If elite school grads have not hit their earnings potential why would we assume non-elite school grads have?
In a sweeping generalization: Because elite school grads continue their educations, whilst state school grads go to work. Yale is at the bottom of the Economist list, and I doubt it relates to limitations of ability or education.
I only skimmed this, but am I understanding correctly that all of the data presented is based the earnings of a cohort group that is now in their mid-forties, based on their earnings reported between 1993 and 2003? I am not saying the conclusions have no relevance or value today, but certainly the world has changed a bit in that gap in time.
@LOUKYDAD - I think you’re absolutely on point.
How successful people in the 40’s and 50’s “made it” has no bearing on making college decisions today. How many people worked their way through school by living at home and going to the state U? That option is rarely available today, and has changed how these results will look in another 20-30 years.
The strongest correlation to future earnings is graduate school, and there is a lot of research that shows selectivity of undergrad school is a big factor. Rarely do students attend selective graduate schools from less selective undergrad institutions. (http://papers.ssrn.com/sol3/papers.cfm?abstract_id=2473238).
Here’s a Vanderbilt article 2 years ago that argues the value of a selective undergrad degree.
One explanation for the non-gap in STEM fields: STEM jobs tend to hold titles like “programmer,” or “engineer,” etc. in more rigidly classified in pay grades. On the other hand, the humanities type jobs tend to hold titles like “specialist,” “manager/director/VP/SVP” which have more fluid pay grades.
I’m willing to bet that the disparity between gender and race is likewise narrow or non-existent in STEM jobs because those types of jobs have well-publicized pay bands to their internal teams.

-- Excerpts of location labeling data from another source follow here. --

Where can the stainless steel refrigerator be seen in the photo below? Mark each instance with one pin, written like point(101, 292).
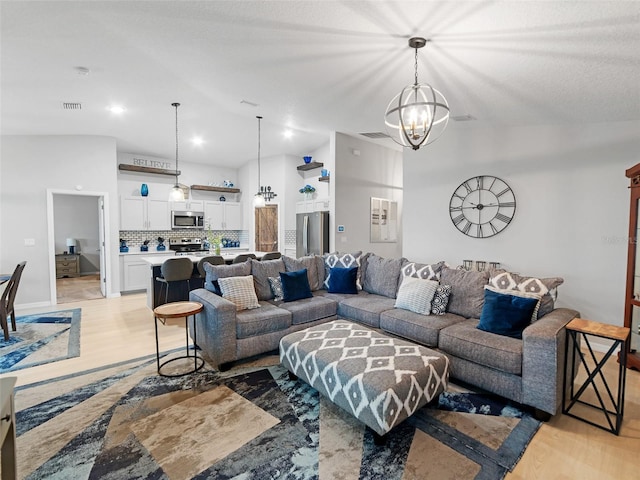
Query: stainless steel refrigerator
point(312, 233)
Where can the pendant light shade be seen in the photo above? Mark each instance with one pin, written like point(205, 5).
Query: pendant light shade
point(419, 113)
point(176, 194)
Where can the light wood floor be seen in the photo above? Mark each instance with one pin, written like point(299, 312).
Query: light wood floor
point(119, 329)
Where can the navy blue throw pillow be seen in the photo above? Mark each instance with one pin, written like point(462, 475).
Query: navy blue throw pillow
point(506, 314)
point(343, 280)
point(295, 285)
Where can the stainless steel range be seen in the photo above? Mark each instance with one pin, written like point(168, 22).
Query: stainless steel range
point(186, 246)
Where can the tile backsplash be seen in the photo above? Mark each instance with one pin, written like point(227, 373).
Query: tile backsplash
point(136, 237)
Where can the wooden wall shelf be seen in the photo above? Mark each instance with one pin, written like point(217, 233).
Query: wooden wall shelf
point(310, 166)
point(158, 171)
point(209, 188)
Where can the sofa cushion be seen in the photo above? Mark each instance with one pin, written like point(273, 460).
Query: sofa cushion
point(276, 288)
point(545, 287)
point(259, 321)
point(295, 285)
point(261, 271)
point(240, 291)
point(425, 271)
point(365, 308)
point(416, 327)
point(440, 300)
point(416, 295)
point(215, 272)
point(381, 275)
point(344, 260)
point(310, 309)
point(467, 291)
point(309, 262)
point(506, 314)
point(464, 340)
point(343, 280)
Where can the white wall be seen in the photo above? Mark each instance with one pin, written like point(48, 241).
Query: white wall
point(30, 166)
point(362, 170)
point(76, 216)
point(572, 205)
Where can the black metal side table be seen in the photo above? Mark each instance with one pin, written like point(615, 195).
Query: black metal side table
point(620, 337)
point(179, 310)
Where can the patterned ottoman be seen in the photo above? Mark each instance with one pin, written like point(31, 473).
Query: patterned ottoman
point(380, 380)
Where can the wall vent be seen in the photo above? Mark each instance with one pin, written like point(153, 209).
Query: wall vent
point(375, 135)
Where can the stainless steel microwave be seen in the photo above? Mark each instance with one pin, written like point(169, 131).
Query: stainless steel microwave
point(187, 220)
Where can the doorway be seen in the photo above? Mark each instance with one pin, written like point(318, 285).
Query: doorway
point(77, 240)
point(266, 228)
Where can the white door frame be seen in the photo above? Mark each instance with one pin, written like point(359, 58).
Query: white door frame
point(105, 250)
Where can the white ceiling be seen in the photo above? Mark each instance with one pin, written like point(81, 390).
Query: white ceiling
point(315, 66)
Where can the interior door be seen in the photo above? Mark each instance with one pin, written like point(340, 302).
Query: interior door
point(266, 224)
point(101, 243)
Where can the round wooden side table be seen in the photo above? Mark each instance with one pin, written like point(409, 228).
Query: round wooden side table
point(179, 310)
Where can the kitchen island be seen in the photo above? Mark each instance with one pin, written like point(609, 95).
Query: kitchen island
point(179, 291)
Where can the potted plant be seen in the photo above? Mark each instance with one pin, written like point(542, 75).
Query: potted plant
point(307, 190)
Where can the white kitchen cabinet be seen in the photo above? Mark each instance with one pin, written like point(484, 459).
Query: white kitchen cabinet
point(223, 215)
point(144, 213)
point(135, 272)
point(188, 206)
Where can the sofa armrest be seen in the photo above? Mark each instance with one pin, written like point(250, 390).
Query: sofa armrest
point(216, 326)
point(543, 353)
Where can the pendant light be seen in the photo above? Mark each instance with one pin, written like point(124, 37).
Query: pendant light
point(264, 194)
point(419, 113)
point(176, 194)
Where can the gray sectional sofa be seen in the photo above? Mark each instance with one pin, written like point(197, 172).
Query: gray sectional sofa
point(527, 370)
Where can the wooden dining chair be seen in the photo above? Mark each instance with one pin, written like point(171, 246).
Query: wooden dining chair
point(7, 299)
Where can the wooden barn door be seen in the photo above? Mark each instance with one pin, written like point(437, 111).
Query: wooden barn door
point(267, 228)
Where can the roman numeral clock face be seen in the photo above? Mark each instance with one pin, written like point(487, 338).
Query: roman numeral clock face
point(482, 206)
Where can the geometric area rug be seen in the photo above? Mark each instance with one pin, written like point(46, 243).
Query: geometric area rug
point(41, 338)
point(249, 423)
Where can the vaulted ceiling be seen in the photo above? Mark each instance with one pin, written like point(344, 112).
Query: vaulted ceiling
point(310, 66)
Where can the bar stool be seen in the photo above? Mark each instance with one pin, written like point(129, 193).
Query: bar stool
point(179, 269)
point(212, 259)
point(243, 257)
point(271, 256)
point(179, 310)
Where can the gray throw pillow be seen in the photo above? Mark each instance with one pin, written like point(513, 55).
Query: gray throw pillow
point(309, 262)
point(261, 271)
point(381, 275)
point(467, 291)
point(214, 272)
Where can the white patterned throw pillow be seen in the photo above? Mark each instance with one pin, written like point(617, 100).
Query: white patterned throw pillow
point(240, 291)
point(415, 295)
point(440, 300)
point(341, 260)
point(276, 288)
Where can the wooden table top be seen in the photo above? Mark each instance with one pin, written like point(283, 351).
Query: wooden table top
point(177, 309)
point(604, 330)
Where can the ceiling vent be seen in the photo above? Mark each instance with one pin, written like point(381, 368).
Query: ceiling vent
point(462, 118)
point(375, 135)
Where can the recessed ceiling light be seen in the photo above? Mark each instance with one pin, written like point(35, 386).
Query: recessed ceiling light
point(117, 109)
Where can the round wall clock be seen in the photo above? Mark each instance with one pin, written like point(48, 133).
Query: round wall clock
point(482, 206)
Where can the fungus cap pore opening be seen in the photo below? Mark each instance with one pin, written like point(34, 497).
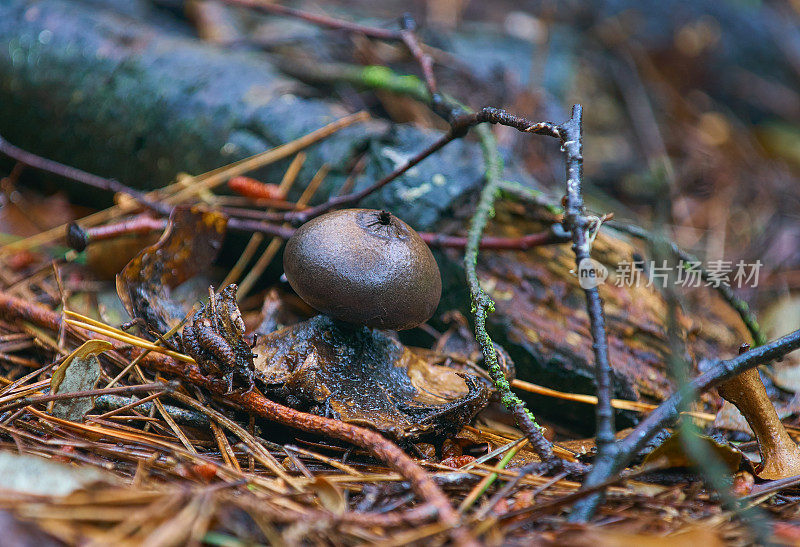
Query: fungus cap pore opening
point(365, 267)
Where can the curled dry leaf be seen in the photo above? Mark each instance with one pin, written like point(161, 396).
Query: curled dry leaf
point(780, 456)
point(188, 246)
point(368, 378)
point(36, 475)
point(80, 371)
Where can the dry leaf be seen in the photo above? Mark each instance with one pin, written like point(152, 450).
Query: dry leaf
point(80, 371)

In humanities jobs, you get what you can negotiate. Unfortunately, you have to deal with pay/promotion politics, and live with the fact that someone is likely being paid more doing exactly the same thing.
So what happens when half of the STEM jobs in the US go to India, or Bulgaria, or someplace else?
If you used to hire 10 grads a year in the US, and now you’re going to hire 2 in the US and 8 overseas…will the State U grads fair as well as highly selective school grads?
All of the noise around STEM presumes a need based on historical locations and productivity. Ignoring the impact of globalization and automation is dangerous.
Looking at the linked paper shows that 164 schools were determined to be in the top tier (fn 7 on page 39). We aren’t talking about HYP here. This is like the top 100 of USNWR plus the top LACs and regionals.
That paper has poor validity, due to how the author defines the tiers of schools:
Tier 1 = 40 private research universities
Tier 2 = 100? private liberal arts colleges
Tier 3 = 60? public research universities
Tier 4 = all others
Someone explain how Harvey Mudd (not listed in any of Tier 1-3, so must be in Tier 4) is less selective or prestigious than schools like Syracuse (Tier 1), Hampden - Sydney (Tier 2), Sweet Briar (Tier 2), New Mexico State (Tier 3), etc…
I thought the list of schools was just to give examples of what fit in that category.
This study, as so many, does not adequately analyze whether the salaries are correlated to, or caused by attending these schools. i* Elite schools are sorting mechanisms, skimming high-performing students from the pool. Would those students have had less success at less elite schools? The research of Krueger and Dale, if imperfect, at least tried to measure this.